Crítica: Caninos Brancos (Croc-Blanc)

Caninos Brancos é uma publicação de Jack London constantemente revisitada pelo cinema, basta você jogar o título no IMDB para encontrar diversas entradas. De todas elas, a única que eu me recordo é a versão da década de 1990 com Ethan Hawke. Mesmo sem rever o longa há pelo menos 20 anos, minhas memórias me remetem a um mundo duro, com laços sentimentais construídos a muito custo e quebrados com facilidade. Quem já teve/tem cachorro (e eu tenho 5), sabe a confiança que envolve a relação entre um cão e seu humano. Nós fazemos tudo juntos; dormimos, brincamos, cuidamos e somos cuidados, passamos por momentos difíceis e felizes. O elo que nos liga é muito forte e uma vez quebrado é difícil reconstruí-lo. Essa era a essência que “Caninos Brancos” (1991) conseguia trazer a partir do ponto de vista do cão mestiço com lobo que dá nome ao filme. É tentando recriar esse cenário em uma animação para crianças que Caninos Brancos, animação de produção francesa, estreia na NETFLIX.

A estrutura e as fases pelas quais nosso mestiço passa em sua jornada ainda são as mesmas. A relação do filhote com sua mãe ao descobrir o mundo selvagem, muito contemplativa e cruel, mostrando que a natureza tem um processo seletivo exigente e que cobra preços altos, constantemente capitais. Há a domesticação por nativos-americanos, quando animais, em especial o lobo, passam a exercer algumas tarefas para os seres humanos – proteção, caçador, animal de carga – em troca de comida e abrigo. Relação essa de muita importância para a história da humanidade e fundamental para a criação de uma espécie que exercerá por séculos distintas funções para nossa sociedade, o cão. Infelizmente, o ser humano também é especialista em explorar outros animais para seu entretenimento mesmo que isso seja abusivo, cruel e criminoso. Essa experiência traumatiza a maior parte dos espectadores e marca Caninos Brancos profundamente. E finalmente temos a fase que a maior parte dos cães atualmente desfruta, ser um animal de companhia.

Embora estruturalmente a obra siga o mesmo caminho, não há construção afetiva em nenhuma das partes. Caninos Brancos passa de mão em mão e por percalços sem o peso que as situações requerem, muito disso “culpa” do público alvo da animação. Não dá para ter cenas de adestradores maltratando cães para fazer rinhas sem traumatizar uma pessoa pra vida, nem mesmo mostrar lobos lutando em sua hierarquia rígida, o que é essencialmente a mesma cena, mas com uma servindo o propósito exclusivo de entretenimento humano. E isso é importante para a obra, que perde ao não focar nessa sutil e fundamental diferença. Nem preciso dizer que não há sangue, palavrões e pessoas sendo baleadas.

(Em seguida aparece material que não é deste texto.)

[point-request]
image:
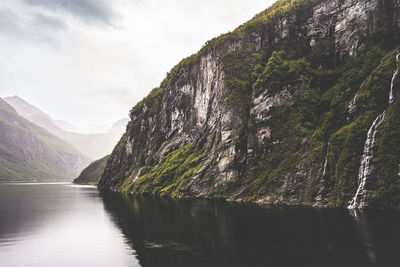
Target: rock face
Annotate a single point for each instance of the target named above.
(29, 153)
(250, 116)
(93, 145)
(92, 173)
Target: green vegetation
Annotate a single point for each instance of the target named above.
(172, 175)
(29, 153)
(309, 90)
(281, 71)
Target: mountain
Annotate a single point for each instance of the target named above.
(94, 145)
(298, 106)
(30, 153)
(92, 173)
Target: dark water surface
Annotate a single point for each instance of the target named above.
(67, 225)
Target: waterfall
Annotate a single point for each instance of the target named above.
(325, 162)
(391, 97)
(365, 166)
(359, 199)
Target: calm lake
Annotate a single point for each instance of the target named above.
(70, 225)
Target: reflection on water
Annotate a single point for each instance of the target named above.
(167, 232)
(67, 225)
(58, 225)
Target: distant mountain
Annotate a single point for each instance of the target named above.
(92, 173)
(30, 153)
(93, 145)
(65, 125)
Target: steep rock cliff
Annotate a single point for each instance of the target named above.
(92, 173)
(275, 112)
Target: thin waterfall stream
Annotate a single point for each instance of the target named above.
(359, 199)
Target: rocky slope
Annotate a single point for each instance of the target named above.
(29, 153)
(92, 173)
(278, 111)
(94, 145)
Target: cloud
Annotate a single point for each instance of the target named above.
(34, 26)
(90, 11)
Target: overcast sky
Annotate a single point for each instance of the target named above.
(90, 61)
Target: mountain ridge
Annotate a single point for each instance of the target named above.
(30, 153)
(94, 145)
(275, 112)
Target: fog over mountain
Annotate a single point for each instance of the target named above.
(94, 145)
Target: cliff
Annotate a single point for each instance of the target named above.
(92, 173)
(278, 111)
(31, 154)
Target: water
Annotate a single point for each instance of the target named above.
(391, 96)
(64, 225)
(58, 225)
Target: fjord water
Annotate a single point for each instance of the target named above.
(67, 225)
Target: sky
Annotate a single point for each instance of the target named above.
(91, 61)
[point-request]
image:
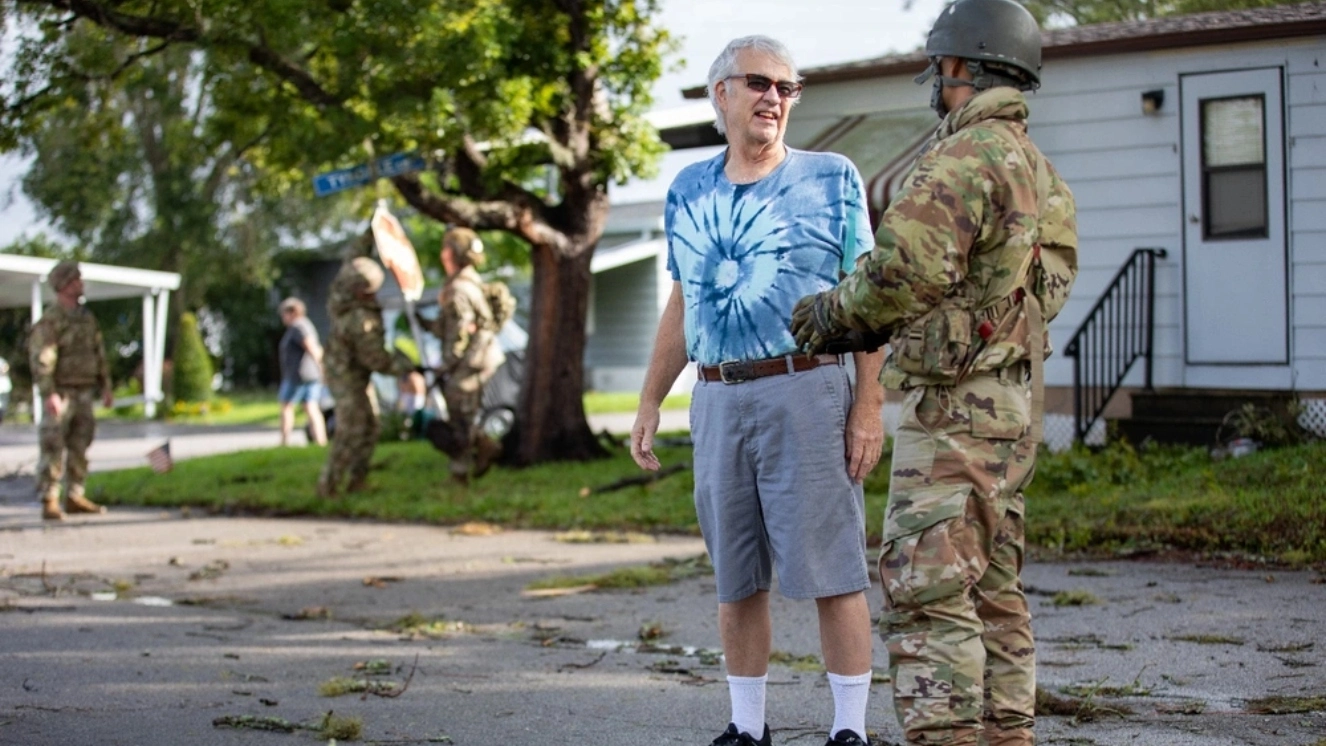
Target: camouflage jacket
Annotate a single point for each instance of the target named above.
(65, 350)
(466, 325)
(357, 345)
(955, 249)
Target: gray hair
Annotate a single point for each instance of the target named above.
(725, 66)
(292, 305)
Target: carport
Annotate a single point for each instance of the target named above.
(23, 282)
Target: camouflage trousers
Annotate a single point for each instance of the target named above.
(64, 444)
(464, 399)
(956, 622)
(356, 436)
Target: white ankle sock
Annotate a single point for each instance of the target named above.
(747, 693)
(849, 702)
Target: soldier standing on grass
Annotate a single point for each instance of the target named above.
(470, 353)
(69, 369)
(356, 350)
(972, 259)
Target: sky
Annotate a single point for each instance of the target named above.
(818, 32)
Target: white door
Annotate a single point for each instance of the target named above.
(1236, 308)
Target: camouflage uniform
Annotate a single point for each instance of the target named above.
(356, 349)
(956, 277)
(470, 357)
(68, 358)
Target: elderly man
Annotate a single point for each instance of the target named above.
(973, 256)
(356, 350)
(69, 369)
(783, 440)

Outro aspecto importante é a corrida ao ouro no Alasca, que aqui sequer existe, e que servia de contexto para as mudanças de Caninos Brancos, dessa vez ficando a cargo da relação entre um xerife, um nativo americano e um antagonista que manda mais que o xerife, todos com diálogos e motivações muito infantis. Mesmo não chegando a incomodar, a escolha gráfica para a animação foi um tanto curiosa. Parecia que eu estava vendo alguma cutscene gigantesca de algum jogo, inclusive a animação lembra MUITO o estilo do jogo Firewatch (com MetaGames no site) da Campo Santo. Enquanto em Firewatch ela funciona muito bem, em Caninos Brancos ela falha em transmitir as expressões faciais tão importantes em obras com carga emocional elevada e com muitas cenas entre um cão e um ser humano, onde não há falas.

Sendo feito para crianças, Caninos Brancos falhou em mostrar o mundo sob a perspectiva de um canídeo mestiço passando por diversas fases em sua vida e criando/desfazendo laços afetivos com pessoas que cruzam seu caminho. Mas mesmo assim, ainda conseguiu arrancar uma lagriminha ou outra em momentos-chave. Crianças talvez venham a apreciar, mas recomendo para a leitura do clássico de Jack London ou a obra de 1991.